Visual Stress
The way our brain processes what we see is very complex.
Our brain focuses our eyes to see. Our eyes are the first thing we check when reading is a struggle, but it is far more complicated than that!

(Image source: https://commons.wikimedia.org/wiki/File:Human_visual_pathway.svg)
When reading, our eyes focus, send the messages through our corpus callosum, then onto the occipital lobe for processing. This information is then sent to the left hemisphere in our temporal lobe to be further processed, then to our frontal lobe to finish the process.
That’s lots of traveling!
Our clinic sees many adults and children with very poor visual processing.
These areas impact all aspects of our lives. They can cause learning delays and show up in executive functioning struggles. 1
TDT does testing that looks into eight areas of visual processing. 2 7 of them are below. We need all of these areas to be at our age level for us to be able to read efficiently at that level.
Visual Discrimination: The ability to see differences and similarities in shapes, patterns, and objects.
Visual Memory: The ability to recall or reproduce a number/letter/object/figure that has previously been seen for a short period of time, i.e. to remember what has been seen.
Spatial Relationships Perception: The ability to perceive the position of two or more objects in relation to oneself and to each other. It includes the ability to identify left and right on one’s own body and apply it to objects—the ability to understand direction as well as reversals.
Form Constancy Perception: The ability to identify, name and sort the same objects, shapes, and symbols despite differences in their size, shading, texture and/or position.
Visual Sequential Memory: The ability to remember and immediately recall or reproduce a sequence of objects, letters, words or other visual symbols in the order of presentation.
Figure-Ground Perception: The ability to distinguish an object/word/letter/number from the background surrounding it and maintain it in the foreground for as long as is necessary. It requires the eyes to focus on and identify specific objects/words/letters/numbers between others.
Visual Closure Perception: The ability to identify an object, shape or symbol from a visually incomplete or disorganised presentation. It includes the ability to complete incomplete parts of a picture/figure.
So what is visual stress – this is the 8th area we look into.
Visual stress is the result of inefficient processing in the brain. So it is how the brain is actually sending the information to our visual cortex – the occipital lobe.

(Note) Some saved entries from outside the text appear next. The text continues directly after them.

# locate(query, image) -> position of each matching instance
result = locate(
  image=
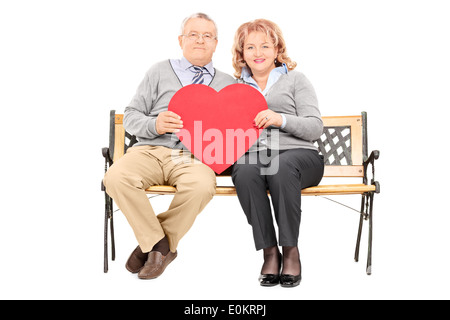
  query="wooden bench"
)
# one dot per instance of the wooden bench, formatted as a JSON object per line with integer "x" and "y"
{"x": 343, "y": 145}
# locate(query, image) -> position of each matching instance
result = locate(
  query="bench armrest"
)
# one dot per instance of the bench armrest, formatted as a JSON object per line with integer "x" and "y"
{"x": 374, "y": 155}
{"x": 108, "y": 162}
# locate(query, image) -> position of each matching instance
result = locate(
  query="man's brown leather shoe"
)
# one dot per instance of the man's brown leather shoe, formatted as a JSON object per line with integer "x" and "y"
{"x": 156, "y": 263}
{"x": 136, "y": 260}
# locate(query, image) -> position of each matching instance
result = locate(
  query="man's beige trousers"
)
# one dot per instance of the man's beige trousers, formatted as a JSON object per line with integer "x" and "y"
{"x": 144, "y": 166}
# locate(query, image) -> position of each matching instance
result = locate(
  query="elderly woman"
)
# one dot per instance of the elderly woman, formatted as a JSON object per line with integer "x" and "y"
{"x": 284, "y": 159}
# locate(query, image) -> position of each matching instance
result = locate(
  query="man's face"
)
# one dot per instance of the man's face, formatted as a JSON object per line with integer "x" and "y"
{"x": 199, "y": 51}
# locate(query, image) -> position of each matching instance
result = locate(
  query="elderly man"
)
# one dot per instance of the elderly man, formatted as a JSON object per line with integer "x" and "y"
{"x": 159, "y": 158}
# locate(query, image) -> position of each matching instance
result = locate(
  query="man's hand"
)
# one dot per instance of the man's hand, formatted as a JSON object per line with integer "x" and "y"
{"x": 267, "y": 118}
{"x": 168, "y": 121}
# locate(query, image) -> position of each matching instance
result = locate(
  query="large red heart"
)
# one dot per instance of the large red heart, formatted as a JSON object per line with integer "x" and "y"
{"x": 218, "y": 127}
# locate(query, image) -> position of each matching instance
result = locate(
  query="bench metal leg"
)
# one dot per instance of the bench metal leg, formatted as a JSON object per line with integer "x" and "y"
{"x": 108, "y": 216}
{"x": 105, "y": 241}
{"x": 361, "y": 219}
{"x": 366, "y": 214}
{"x": 369, "y": 252}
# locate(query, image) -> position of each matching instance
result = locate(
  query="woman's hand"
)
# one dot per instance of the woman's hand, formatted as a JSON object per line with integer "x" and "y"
{"x": 168, "y": 121}
{"x": 268, "y": 118}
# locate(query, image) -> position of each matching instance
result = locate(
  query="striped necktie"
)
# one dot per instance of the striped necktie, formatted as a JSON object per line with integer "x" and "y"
{"x": 198, "y": 77}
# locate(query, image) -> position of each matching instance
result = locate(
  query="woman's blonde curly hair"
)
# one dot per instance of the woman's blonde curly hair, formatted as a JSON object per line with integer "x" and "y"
{"x": 272, "y": 31}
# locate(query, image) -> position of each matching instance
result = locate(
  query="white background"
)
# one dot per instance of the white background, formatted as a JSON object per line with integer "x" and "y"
{"x": 65, "y": 64}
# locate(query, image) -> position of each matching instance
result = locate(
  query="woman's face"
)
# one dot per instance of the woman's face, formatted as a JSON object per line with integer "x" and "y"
{"x": 259, "y": 53}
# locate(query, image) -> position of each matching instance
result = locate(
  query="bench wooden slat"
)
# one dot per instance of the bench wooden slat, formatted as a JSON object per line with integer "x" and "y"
{"x": 340, "y": 189}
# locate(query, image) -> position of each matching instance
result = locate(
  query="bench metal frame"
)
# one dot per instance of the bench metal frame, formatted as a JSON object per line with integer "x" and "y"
{"x": 344, "y": 145}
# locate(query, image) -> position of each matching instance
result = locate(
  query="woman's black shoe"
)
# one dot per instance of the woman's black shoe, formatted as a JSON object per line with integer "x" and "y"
{"x": 269, "y": 280}
{"x": 290, "y": 281}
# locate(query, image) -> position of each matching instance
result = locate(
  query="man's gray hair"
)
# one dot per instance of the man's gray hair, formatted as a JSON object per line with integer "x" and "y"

The messages travel through the Corpus Callosum. (the super highway connecting the two brain hemispheres) on its journey. 3
If our brains are irritated by parts of the light spectrum, the message that is being sent will be altered or corrupted. So the message that arrives to the visual cortex is not a full one, and then by the time it gets to the frontal lobe, it is incomplete. 4
Visual stress can look like the following:
- Skipping lines, punctuation marks or sentences
- Jerky reading
- Restlessness when reading
- Sore eyes
- Light sensitivity
- Visual distortions 5 (see the footnote for a video on distortions)
- Sick tummies or car sickness
- Looking away from the text
- Uses a finger to track
- Slow reading
TDT has been able to change the lives of our clients through our customised therapies where we have been able to achieve 50% improvement in visual processing. That means our clients remember where they left things, can find things amongst lots of other visual information, finding moving objects quicker and reading improves. Some clients go on to wear coloured lenses; others use coloured overlays or tinted backgrounds on their computer screens.
We do this through our customised therapy programs that are not time-consuming or more of the same – like practising reading or memory games, we do it through improving how the brain is processing the information.
Check out these glasses and the improvement in processing seen through the lightening of the lens combinations in these glasses from 7 and quite a dark lens combination to 3 and very light, subtle lens combination. These results were achieved after neuroplasticity therapy had been undertaken. The client initially presented with severe migraines, wore sunglasses all the time and had reading comprehension struggles. Other symptoms included anxiety and the need to re-read information for meaning, tracking difficulties, focusing battles, and movement of words on the page.

Improvements for the client included the removal of migraines from daily life to once a year at most, lessening of anxiety symptoms, more efficient processing of information when reading, rarely wearing sunglasses and focusing improved.
Some people see words like this Irlen Syndrome Sample Print Distortions
That really impacts how we process the world around us. TDT can help lessen this experience.
Irlen Syndrome Affects:
- 12-14% of the general population
- 46% of individuals with reading and learning difficulties
- 33% with ADHD
- 33% with autism
- 55% with head injury, concussion or whiplash
So when we deal with the underlying causes of the problem on a neurological level, we can improve behaviour and learning outcomes.